Disparities in dietary improvements

The improvements in diet quality were not evenly distributed across the population. The greatest gains were seen among younger adults, women, Hispanic adults, and those with higher education, income, food security, and private health insurance.

Conversely, older adults, men, Black adults, and individuals with lower education, income, food insecurity, or non-private health insurance saw smaller improvements.

For instance, the proportion of adults with poor diet quality decreased from 51.8% to 47.3% among those with lower income, from 50.0% to 43.0% among those with middle income, and from 45.7% to 29.9% among those with higher income.

“While some improvement, especially lower consumption of added sugar and fruit drinks, is encouraging to see, we still have a long way to go, especially for people from marginalized communities and backgrounds,” noted Junxiu Liu, the study’s first author and former postdoctoral scholar at the Friedman School, now assistant professor at the Icahn School of Medicine at Mount Sinai.

Addressing the nutrition crisis

The research underscores the ongoing national nutrition crisis related to American diets, with rising rates of obesity and type 2 diabetes.

These conditions affect all Americans but are particularly prevalent among socioeconomically and geographically vulnerable populations.

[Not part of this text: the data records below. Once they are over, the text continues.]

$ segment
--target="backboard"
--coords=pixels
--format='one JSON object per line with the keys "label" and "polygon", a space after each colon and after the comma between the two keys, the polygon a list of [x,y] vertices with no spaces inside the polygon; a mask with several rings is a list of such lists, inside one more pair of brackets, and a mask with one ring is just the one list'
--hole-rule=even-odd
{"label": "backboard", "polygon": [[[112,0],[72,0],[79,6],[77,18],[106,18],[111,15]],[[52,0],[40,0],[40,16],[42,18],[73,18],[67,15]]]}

Mozaffarian emphasizes the need to address nutrition security and other social determinants of health – including housing, transportation, fair wages, and structural racism – to mitigate the human and economic costs of poor diets.

The journey toward achieving health equity through improved diets is ongoing. While there are signs of progress, much work remains to ensure that all Americans have access to nutritious food and the opportunity to lead healthy lives.

The study is published in the journal Annals of Internal Medicine.